Taheri-azar's actions are also reminiscent of U.S.-grown terrorists such as Timothy McVeigh, who was executed for the 1995 bombing of a federal office building in Oklahoma City, said Brian Levin, director of the Center for the Study of Hate and Extremism at the California State University at San Bernardino.
"The battle against terrorism today is against a violent ideology rather than a well-organized, top-down group," Levin said. "It's just a matter of time before we get someone _ an immigrant or someone American-born _ who commits a higher-intensity act of terrorism."
Eyewitness News received the letter Monday, in response to our request for an interview.
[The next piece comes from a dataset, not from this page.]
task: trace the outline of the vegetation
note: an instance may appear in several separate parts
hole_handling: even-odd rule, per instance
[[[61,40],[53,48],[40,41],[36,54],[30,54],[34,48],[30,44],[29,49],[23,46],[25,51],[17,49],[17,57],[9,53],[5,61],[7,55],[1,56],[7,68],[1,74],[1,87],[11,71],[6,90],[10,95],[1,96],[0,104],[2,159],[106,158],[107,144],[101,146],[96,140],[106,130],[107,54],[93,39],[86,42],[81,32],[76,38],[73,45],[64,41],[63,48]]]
It was sent from Central Prison in Raleigh and dated Friday, March 10.
Addressed to ABC11 Eyewitness News anchor Amber Rupinta, the two-page letter includes Taheri-azar's explanation of what he was trying to accomplish in the attack.
"Allah gives permission in the Koran for the followers of Allah to attack those who have raged war against them, with the expectation of eternal paradise in case of martyrdom and/or living one's life in obedience of all of Allah's commandments found throughout the Koran's 114 chapters..."
Taheri-azar is charged with nine counts of attempted murder in the March 3 attack. Police say the Iran native drove a rented SUV through the Pit, a common area on the Chapel Hill campus. Six people were hospitalized.
Taheri-azar surrendered to police shortly after the attack. Investigators swarmed his apartment, where they discovered a letter, CDs and a handgun permit.